Fix tool call check sometimes truncating visible text at end of generation.
Fix image generation failing with Flash Attention 2 errors by defaulting attention to SDPA.
Fix loader args leaking between sequential API model loads.
Fix IPv6 address formatting in the API.

Dependency updates

Update llama.cpp to ggml-org/llama.cpp@d0a6dfe
Update ik_llama.cpp to ikawrakow/ik_llama.cpp@67fc9c5 (adds Gemma 4 support)

Portable builds

Below you can find self-contained packages that work with GGUF models (llama.cpp) and require no installation! Just download the right version for your system, unzip/extract, and run.

Note

NVIDIA GPU: If nvidia-smi reports CUDA Version >= 13.1, use the cuda13.1 build. Otherwise, use cuda12.4.

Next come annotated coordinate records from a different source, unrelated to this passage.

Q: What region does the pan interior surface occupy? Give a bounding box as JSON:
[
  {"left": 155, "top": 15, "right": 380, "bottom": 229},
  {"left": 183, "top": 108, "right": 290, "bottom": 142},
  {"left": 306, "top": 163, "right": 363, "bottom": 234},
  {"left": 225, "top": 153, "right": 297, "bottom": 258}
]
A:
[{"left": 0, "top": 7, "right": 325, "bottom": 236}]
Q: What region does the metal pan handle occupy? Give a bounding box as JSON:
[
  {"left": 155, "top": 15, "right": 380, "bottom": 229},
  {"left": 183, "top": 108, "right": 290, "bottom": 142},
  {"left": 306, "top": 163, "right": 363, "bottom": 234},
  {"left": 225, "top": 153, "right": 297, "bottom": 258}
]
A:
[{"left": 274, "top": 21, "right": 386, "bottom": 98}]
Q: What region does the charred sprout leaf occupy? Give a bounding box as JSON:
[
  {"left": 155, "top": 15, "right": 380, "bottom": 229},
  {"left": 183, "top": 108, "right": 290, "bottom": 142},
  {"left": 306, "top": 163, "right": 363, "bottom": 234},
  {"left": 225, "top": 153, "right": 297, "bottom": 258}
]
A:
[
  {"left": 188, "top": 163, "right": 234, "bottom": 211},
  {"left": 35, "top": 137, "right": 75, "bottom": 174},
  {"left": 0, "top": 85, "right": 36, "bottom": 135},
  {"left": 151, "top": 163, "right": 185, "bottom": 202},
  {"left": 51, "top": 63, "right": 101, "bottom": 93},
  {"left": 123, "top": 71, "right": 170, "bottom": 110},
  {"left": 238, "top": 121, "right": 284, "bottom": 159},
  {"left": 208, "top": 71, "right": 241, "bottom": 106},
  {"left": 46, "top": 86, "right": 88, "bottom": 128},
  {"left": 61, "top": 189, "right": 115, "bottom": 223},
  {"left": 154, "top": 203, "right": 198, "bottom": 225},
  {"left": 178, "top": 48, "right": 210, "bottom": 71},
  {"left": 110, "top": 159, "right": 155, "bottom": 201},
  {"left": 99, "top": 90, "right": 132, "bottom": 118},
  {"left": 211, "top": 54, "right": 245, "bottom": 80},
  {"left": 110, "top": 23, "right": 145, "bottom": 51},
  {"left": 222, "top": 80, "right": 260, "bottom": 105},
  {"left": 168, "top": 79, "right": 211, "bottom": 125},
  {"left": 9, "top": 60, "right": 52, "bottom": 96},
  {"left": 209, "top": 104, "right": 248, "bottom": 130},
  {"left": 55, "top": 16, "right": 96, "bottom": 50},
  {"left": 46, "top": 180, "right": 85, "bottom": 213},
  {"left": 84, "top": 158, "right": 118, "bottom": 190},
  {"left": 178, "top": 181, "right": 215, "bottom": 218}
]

ik_llama.cpp is a llama.cpp fork with new quant types. If unsure, use the llama.cpp column.

Windows

GPU/Platform	llama.cpp	ik_llama.cpp
NVIDIA (CUDA 12.4)	Download (777 MB)	Download (1.09 GB)
NVIDIA (CUDA 13.1)	Download (698 MB)	Download (1.19 GB)
AMD/Intel (Vulkan)	Download (207 MB)	—
AMD (ROCm 7.2)	Download (516 MB)	—
CPU only	Download (191 MB)	Download (192 MB)

Linux

GPU/Platform	llama.cpp	ik_llama.cpp
NVIDIA (CUDA 12.4)	Download (761 MB)	Download (1.09 GB)
NVIDIA (CUDA 13.1)	Download (712 MB)	Download (1.21 GB)
AMD/Intel (Vulkan)	Download (223 MB)	—
AMD (ROCm 7.2)	Download (329 MB)	—
CPU only	Download (207 MB)	Download (217 MB)

macOS

Architecture	llama.cpp
Apple Silicon (arm64)	Download (181 MB)
Intel (x86_64)	Download (187 MB)

Updating a portable install:

Download and extract the latest version.
Replace the user_data folder with the one in your existing install. All your settings and models will be moved.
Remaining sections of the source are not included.